Speaking outside the court today, February 2, Mohannad Bashir, Mouayed’s older brother said: “First, the family thanks the jury for its diligence and for recording some key failings in its conclusions.

“We have received so much love and support from the community throughout our campaigning. It has been three years since Mouayed died. We, the family, seek three things: closure, justice and accountability.

“We knew justice wasn’t going to be served through an inquest. We were seeking accountability in these proceedings. What we take from this is the fact that failings around identification of ABD have been recognised.

“We want ABD to be recognised and taken seriously in South Wales and Wales as a whole. We think the evidence has shown, and those agencies have accepted, they need to do better.

“We want better communications between agencies, such as the police and the ambulance. There is no excuse for both agencies not to recognise ABD and use one language to speak to one another; communication between the two agencies needs to be worked on. They need to understand each other when they communicate emergencies concerning ABD.

“The family believe police training needs to be modernised, overhauled and updated. We entered this process thinking changes would be identified and put in place. We are disappointed by the evidence of police that suggests they do not urgently see the need to overhaul their approach to people with ABD in Wales.

“Finally, we want the Welsh Government to consider making a policy to go back and review multi-agency approaches so that they work together using much better processes to avoid further death.”

Mouayed's younger brother Mohamed said: "It has been 1,080 days since the death of my brother Mouayed Bashir who died after restraint by Gwent Police.

"In the last three years, whilst the family have had to relocate from their home due to the tragedy taking place in the same house where the family have lived at, all members of the family have had to undergo mental health therapy."

Deputy chief constable of Gwent Police, Rachel Williams, said: “We recognise that this has been a difficult and traumatic time for Mr Bashir’s family and friends, and I wish to again offer our condolences.

“The last three weeks of the inquest have given the family the opportunity to hear directly from witnesses and independent experts about the circumstances surrounding Mr Bashir’s tragic death.
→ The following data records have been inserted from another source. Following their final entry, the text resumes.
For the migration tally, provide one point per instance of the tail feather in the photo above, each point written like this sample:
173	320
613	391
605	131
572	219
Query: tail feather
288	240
“The jury have recognised that Mr Bashir’s death was caused by cocaine intoxication, which was contributed to by the effects of acute behavioural disturbance (ABD), following a period of restraint.

“They recognised that restraint was used for the safety of Mr Bashir and the safety of others. The jury heard from an expert witness on officer training who gave evidence to say the use of restraint was ‘proportionate’.

“While it was recognised during the inquest an increase knowledge of ABD would not have changed the course of events which resulted in Mr Bashir’s death. We will continue to develop our knowledge, understanding and training of ABD in line with national policing guidance.

“I know that all involved in providing care to Mr Bashir would of course wanted the outcome to have been different, unfortunately, as we have heard his condition was considered irreversible. This will weigh heavy with our officers but our thoughts must of course remain focussed on the family.”